JUSTICE TAKING HARD LINE ON MICROSOFT

The Bush administration is expected to reluctantly pick up its predecessor’s antitrust crusade and press for a break-up of Microsoft Corp. this month during the company’s appeal of its landmark conviction.

Lawyers close to the case said they expect little change in policy from the Bush Justice Department when hearings on the Microsoft break-up begin Feb. 26 in the U.S. Circuit Court of Appeals, despite the pro-business leanings of the new administration and critical comments about the case President Bush made on the campaign trial.

Officials close to the case said the new administration is likely to wait until May or June after the Appeals court rules before deciding on whether to enter into settlement talks with the software giant.

With a critical phase of the Microsoft case looming, Bush and Attorney General John Ashcroft are expected to name veteran trust buster Charles James this week to head the Justice Department’s antitrust division, administration officials said last night.

James, who served in the Federal Trade Commission and the Justice Department’s antitrust division during the Reagan and Bush administrations and helped craft the government’s corporate merger guidelines, will be the first African American to head the division.

Microsoft is appealing federal judge Thomas Penfield Jackson’s order that the company be broken into two separate companies, after he found the software giant illegally squelched competition in the high tech industry.

The company is widely believed to have rejected settlement offers from the Clinton administration last year because of a perception that it could get a better deal from Bush.

But lawyers close to the case said James, 46, a lawyer with the Cleveland-based firm Jones, Day, Reavis & Pogue, will likely take a wait-and-see approach to the Microsoft case in his first days in office. With legal briefs against the Microsoft appeal already filed by lawyers from the Clinton administration, James will let two lawyers from the Solicitor General’s office argue the case in appeals, sources said.
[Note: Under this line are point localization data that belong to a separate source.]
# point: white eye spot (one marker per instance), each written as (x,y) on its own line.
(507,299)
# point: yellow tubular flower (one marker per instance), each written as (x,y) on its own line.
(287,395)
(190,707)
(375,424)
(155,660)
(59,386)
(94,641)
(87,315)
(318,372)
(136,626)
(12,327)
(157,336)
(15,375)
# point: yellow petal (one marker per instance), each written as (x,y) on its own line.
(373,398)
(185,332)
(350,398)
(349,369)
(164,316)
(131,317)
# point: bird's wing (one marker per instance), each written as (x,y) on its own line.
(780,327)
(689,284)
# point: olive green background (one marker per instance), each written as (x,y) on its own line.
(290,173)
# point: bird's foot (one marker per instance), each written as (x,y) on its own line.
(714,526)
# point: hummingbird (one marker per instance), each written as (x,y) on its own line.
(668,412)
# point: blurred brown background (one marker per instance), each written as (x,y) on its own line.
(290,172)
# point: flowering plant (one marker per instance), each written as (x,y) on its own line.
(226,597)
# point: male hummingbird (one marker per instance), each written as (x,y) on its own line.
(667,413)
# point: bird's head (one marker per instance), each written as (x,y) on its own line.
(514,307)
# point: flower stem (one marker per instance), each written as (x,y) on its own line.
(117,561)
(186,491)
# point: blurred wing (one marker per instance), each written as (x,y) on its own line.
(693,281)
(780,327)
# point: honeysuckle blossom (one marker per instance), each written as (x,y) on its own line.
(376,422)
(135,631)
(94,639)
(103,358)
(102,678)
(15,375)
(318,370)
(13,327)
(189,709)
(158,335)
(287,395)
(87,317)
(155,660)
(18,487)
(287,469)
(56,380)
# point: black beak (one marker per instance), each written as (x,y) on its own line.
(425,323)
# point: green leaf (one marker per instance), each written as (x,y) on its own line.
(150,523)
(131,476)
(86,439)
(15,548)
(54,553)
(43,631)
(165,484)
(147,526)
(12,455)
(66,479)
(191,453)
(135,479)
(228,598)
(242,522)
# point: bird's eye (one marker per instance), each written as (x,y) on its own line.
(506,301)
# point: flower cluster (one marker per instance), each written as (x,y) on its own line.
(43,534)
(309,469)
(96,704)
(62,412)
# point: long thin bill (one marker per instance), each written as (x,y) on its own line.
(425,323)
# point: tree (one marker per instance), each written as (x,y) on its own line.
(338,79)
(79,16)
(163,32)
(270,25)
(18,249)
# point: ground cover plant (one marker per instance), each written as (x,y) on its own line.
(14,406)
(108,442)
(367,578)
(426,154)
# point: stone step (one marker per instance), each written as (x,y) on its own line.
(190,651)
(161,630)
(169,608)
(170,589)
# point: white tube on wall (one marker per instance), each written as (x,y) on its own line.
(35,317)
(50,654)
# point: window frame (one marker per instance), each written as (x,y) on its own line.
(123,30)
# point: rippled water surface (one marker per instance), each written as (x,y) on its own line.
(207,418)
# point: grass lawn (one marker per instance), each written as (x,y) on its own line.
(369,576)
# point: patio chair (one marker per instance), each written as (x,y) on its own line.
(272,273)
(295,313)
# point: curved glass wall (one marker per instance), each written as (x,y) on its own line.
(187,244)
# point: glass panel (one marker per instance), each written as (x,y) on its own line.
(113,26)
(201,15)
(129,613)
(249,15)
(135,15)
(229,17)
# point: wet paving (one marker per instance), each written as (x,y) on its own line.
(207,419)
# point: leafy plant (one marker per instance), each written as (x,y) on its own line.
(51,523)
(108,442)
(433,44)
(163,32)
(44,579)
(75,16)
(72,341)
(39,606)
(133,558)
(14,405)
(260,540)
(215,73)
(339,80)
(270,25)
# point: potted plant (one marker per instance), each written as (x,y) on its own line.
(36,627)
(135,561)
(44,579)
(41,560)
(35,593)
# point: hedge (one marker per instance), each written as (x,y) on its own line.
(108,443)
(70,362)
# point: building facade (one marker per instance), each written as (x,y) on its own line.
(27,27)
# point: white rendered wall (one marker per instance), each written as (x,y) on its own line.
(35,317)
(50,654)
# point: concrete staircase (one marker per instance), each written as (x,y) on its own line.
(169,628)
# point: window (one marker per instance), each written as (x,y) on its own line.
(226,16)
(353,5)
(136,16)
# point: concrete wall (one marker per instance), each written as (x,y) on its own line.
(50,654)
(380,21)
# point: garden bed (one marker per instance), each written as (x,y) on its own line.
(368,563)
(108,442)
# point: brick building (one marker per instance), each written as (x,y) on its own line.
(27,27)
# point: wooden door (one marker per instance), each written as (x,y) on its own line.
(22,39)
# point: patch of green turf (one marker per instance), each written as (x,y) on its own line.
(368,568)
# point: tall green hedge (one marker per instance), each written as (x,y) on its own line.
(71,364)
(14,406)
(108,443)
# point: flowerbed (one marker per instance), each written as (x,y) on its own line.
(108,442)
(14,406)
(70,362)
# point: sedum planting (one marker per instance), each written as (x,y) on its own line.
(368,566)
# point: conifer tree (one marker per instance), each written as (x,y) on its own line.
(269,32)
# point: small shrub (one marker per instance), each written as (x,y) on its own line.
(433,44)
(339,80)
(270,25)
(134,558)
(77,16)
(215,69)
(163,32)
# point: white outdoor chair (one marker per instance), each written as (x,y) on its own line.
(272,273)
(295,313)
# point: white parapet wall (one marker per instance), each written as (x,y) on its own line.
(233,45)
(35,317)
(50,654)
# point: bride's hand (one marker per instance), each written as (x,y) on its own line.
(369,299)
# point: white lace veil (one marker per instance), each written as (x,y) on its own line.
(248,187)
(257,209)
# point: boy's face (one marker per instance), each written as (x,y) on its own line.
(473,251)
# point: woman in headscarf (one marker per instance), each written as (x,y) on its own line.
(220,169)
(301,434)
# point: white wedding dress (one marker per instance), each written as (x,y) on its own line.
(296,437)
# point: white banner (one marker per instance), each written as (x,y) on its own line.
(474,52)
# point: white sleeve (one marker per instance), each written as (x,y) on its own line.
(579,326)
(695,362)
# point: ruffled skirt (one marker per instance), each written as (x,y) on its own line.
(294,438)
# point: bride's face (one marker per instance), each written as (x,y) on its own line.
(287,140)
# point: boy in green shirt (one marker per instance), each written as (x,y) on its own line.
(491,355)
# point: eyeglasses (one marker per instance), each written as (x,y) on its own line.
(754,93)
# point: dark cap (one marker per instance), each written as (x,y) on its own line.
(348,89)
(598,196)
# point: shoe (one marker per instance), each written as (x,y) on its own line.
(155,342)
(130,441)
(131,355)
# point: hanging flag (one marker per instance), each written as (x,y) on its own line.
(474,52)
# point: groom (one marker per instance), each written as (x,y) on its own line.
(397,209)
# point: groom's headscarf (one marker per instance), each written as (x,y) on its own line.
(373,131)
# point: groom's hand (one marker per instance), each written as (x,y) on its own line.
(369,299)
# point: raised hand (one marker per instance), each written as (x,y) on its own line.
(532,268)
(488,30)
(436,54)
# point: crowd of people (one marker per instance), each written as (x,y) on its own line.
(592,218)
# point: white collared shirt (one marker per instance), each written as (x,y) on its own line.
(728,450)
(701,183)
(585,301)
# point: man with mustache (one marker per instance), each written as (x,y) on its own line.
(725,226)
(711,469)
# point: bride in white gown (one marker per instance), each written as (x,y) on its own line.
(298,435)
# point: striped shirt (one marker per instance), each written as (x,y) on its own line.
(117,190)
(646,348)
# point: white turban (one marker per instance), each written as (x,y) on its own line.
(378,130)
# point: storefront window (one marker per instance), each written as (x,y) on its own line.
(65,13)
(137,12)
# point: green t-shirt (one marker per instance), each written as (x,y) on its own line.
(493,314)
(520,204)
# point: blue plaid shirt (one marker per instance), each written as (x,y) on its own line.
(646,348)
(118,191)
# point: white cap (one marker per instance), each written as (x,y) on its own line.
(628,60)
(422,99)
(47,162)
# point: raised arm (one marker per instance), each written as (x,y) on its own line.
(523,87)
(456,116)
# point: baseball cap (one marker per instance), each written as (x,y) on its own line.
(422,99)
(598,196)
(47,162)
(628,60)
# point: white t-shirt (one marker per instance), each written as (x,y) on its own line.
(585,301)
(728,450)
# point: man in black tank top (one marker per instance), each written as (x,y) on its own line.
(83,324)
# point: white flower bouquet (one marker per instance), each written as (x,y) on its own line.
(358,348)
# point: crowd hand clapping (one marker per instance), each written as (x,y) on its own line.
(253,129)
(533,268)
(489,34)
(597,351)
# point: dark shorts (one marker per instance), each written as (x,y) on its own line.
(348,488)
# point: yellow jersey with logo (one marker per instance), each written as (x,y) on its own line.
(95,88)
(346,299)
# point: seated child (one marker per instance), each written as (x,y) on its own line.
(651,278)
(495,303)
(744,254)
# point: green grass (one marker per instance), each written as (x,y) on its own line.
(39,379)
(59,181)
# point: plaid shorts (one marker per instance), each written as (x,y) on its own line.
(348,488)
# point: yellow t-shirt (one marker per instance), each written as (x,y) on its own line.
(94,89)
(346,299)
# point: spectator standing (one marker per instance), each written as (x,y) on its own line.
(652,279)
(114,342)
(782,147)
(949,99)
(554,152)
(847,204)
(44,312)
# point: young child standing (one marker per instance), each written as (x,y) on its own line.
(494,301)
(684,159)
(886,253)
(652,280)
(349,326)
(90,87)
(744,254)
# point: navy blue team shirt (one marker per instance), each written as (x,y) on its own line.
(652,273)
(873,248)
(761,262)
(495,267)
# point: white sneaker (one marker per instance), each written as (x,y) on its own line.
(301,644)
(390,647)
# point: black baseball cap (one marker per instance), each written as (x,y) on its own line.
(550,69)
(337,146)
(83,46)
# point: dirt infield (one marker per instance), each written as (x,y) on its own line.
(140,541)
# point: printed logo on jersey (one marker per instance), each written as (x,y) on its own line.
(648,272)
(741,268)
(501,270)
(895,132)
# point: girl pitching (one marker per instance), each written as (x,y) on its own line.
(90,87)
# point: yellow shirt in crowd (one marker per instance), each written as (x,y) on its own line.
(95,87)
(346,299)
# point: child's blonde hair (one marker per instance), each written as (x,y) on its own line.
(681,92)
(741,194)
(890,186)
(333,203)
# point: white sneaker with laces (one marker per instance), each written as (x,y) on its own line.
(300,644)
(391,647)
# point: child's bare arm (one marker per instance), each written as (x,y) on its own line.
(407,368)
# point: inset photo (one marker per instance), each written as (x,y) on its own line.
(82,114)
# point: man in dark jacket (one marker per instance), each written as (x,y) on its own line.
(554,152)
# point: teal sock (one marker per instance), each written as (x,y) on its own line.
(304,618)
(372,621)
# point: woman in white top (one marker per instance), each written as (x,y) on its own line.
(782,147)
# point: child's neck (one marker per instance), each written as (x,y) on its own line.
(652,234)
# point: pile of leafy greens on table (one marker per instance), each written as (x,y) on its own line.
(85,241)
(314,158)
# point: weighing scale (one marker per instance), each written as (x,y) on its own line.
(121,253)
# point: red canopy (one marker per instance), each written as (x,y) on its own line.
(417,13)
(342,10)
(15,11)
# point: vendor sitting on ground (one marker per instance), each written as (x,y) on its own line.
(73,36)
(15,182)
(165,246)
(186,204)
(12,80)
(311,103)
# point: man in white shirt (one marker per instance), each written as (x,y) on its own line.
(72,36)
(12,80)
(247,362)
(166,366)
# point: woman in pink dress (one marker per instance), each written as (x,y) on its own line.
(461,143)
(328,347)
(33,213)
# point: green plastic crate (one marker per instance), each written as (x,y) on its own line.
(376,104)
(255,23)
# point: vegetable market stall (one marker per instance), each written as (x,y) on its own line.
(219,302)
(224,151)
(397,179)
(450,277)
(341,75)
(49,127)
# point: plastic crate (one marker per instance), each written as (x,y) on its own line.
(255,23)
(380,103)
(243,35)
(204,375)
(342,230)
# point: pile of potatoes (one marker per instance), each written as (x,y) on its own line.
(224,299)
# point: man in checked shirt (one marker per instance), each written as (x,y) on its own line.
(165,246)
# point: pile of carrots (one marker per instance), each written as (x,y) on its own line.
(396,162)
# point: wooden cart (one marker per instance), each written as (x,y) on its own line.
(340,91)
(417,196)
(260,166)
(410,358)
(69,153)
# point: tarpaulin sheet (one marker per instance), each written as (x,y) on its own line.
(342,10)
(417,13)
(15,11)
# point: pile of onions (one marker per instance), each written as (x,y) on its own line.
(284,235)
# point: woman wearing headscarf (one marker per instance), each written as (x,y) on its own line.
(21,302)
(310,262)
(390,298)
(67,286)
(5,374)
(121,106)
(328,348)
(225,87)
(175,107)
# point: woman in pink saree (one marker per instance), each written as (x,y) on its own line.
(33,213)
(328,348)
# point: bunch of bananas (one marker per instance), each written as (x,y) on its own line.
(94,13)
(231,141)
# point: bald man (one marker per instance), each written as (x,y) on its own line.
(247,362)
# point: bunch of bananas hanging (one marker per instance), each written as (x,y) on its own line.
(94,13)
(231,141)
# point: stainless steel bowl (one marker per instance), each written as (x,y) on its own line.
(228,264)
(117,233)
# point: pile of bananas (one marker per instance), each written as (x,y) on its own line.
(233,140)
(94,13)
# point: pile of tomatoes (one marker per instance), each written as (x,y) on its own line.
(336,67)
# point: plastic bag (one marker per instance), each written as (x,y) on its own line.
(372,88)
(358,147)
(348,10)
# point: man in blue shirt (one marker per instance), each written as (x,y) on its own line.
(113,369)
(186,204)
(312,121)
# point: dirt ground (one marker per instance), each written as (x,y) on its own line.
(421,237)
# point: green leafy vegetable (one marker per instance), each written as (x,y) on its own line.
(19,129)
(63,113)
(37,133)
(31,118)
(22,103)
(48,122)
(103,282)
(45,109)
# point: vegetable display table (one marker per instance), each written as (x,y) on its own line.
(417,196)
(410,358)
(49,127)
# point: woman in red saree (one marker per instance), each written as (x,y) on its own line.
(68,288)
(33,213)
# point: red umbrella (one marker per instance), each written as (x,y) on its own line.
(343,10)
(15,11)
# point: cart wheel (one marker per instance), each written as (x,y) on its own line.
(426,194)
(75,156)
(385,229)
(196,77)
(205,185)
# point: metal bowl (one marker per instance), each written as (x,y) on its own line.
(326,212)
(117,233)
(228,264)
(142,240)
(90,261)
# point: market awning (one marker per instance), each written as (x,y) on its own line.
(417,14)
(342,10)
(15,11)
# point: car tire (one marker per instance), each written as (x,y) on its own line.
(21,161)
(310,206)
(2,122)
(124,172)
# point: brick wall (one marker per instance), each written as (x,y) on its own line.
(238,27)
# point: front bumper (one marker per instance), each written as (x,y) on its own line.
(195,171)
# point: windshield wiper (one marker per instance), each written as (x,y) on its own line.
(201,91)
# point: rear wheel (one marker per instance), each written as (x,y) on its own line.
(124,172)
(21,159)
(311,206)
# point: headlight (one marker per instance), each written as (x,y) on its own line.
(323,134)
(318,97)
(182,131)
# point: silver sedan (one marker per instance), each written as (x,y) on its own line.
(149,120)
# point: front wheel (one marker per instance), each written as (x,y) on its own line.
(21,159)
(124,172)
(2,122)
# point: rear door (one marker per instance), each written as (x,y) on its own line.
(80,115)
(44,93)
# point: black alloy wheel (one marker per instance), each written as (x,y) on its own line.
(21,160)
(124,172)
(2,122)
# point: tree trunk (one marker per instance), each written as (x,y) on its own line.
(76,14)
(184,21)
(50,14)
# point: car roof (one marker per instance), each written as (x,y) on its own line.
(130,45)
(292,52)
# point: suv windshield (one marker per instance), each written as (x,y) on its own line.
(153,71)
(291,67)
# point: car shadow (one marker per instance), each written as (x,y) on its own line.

“I suspect that the Bush team likes the Microsoft case much less than the Clinton Justice Department. But there will be a high political cost of moving to end the case right now,” said William Kovacic, an antitrust scholar with the George Washington University Law School.

“If you move right away you are going to be accused of being an agent for powerful corporate interests. Also the 19 states that have joined in the government’s lawsuit have vowed to continue pursuing the case,” Kovacic said. “So you can’t get rid of the case. Therefore I think you’ll see there will be no intervention or change in direction for the short term as it heads through the appeals process. But they’ll re-evaluate after that especially if the court of appeals diminishes the government’s victory,” he added.

Also, Senate Judiciary Committee Chairman Orrin Hatch (R-Utah), who will chair James’ confirmation hearings, is a bitter foe of Microsoft and an ardent supporter of the antitrust case.

Ashcroft, in his confirmation hearings last month, took no position on the case, saying he’d rely on “expertise within the department in deciding strategy for the case.”

But the conservative former Missouri senator harshly questioned Microsoft CEO Bill Gates during a March 1998 hearing on accusations against the company.